×

連載・特集

65年の夏 広島一中3年生の軌跡 <3> 軍国少年

■編集委員 西本雅実 

神父との出会い 心開く

 「国のために死ぬ」。加藤良夫さん(81)は一中に入るとそう決意したという。広島駅北側に広がっていた東練兵場で中学生を募り行われていたグライダーの操縦訓練に参加した写真を見せ、「疑問を覚えたことはなかったですよ」。広島市安佐南区で営む呉服店を訪ねると、ひょうひょうと話した。

 戦闘機乗りを志していた3年生の「8月6日」、建物疎開作業に出た爆心地約1・5キロの鶴見橋西詰めで吹き飛ばされた。意識を取り戻して目の前の京橋川に飛び込むと、「おい加藤、おまえも皮が垂れとるぞ」。同級生の声が聞こえてきた。

 何とかはい上がり、路面電車の軌道添いに逃げ、駅構内から東練兵場を抜け、中山峠を越えて祇園町(安佐南区)の実家まで自力で戻り母から食用油を塗ってもらう。小網町(中区)の疎開作業に動員された広島高女1年の妹正子さん=当時(13)=は翌朝になっても帰ってこなかった。

 「母が大八車を引いて迎えにいくと頭に木が突き刺さっていたそうです。

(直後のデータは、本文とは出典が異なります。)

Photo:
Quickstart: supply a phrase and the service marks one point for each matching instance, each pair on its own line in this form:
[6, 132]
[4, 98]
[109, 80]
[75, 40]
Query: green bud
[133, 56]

胸に縫いつけた名札から分かった。遺体を見ても私は泣きませんでした」。終戦を告げる「玉音放送」を聞いた日は「仇(かたき)を討つぞ、と言いましたね」。65年前に立ち返るうち目頭は潤んでいた。

 「命は鴻毛(こうもう)よりも軽し」。そうした考えは、「これからは民主主義」といわれてもたちまちには変わらなかった。

 転機は長束修練院長だったペドロ・アルぺ神父(1991年死去)との出会い。スペイン出身の神父は日米開戦による宣教師送還を免れ、安佐南区の修練院で被爆当日から押し寄せた負傷者の救護に努める。医師でもあった。

 全壊した一中の分散教室の一つが修練院近くの山本国民学校にでき、「英会話教室」も校内で始まった。軽い気持ちから主催する修練院にも足を向けるようになった。

 「国のために死ぬ」ことの持論をとうとうと述べる少年に、神父は「それは自殺です」と答えたという。議論を重ねるうちに「心が開かれた」。被爆から2年後洗礼を受ける。

 一中卒業後は家業の呉服商を継ぎ、教会で出会った女性と24歳の年に結婚。妻文子さん(80)は「あの日」は動員先の広島逓信局(中区)にいた。次男を生後45日で失うが1男1女を得る。自転車の行商から始めた店が軌道に乗ると、民生児童委員や保護司を務め、米国との交換留学生のホームステイも引き受けるようになった。

 ところが60歳を前に胃がんと診断される。「死んでしまうのかと思うと泣き言も出た。人間の弱さを思い知らされました」。顧みれば、胃の全摘手術は昭和の終わりが近づいた秋、退院は平成の始まりだった。妻の後押しもあり、翌年の夏から被爆体験の証言に応じるようになった。

 今年の「8月6日」も中区であった「原爆被害者証言のつどい」に文子さんと出席し、全国から訪れた学生らと向き合った。「私は軍国少年でした」。大義に生きた日々からを語っていった。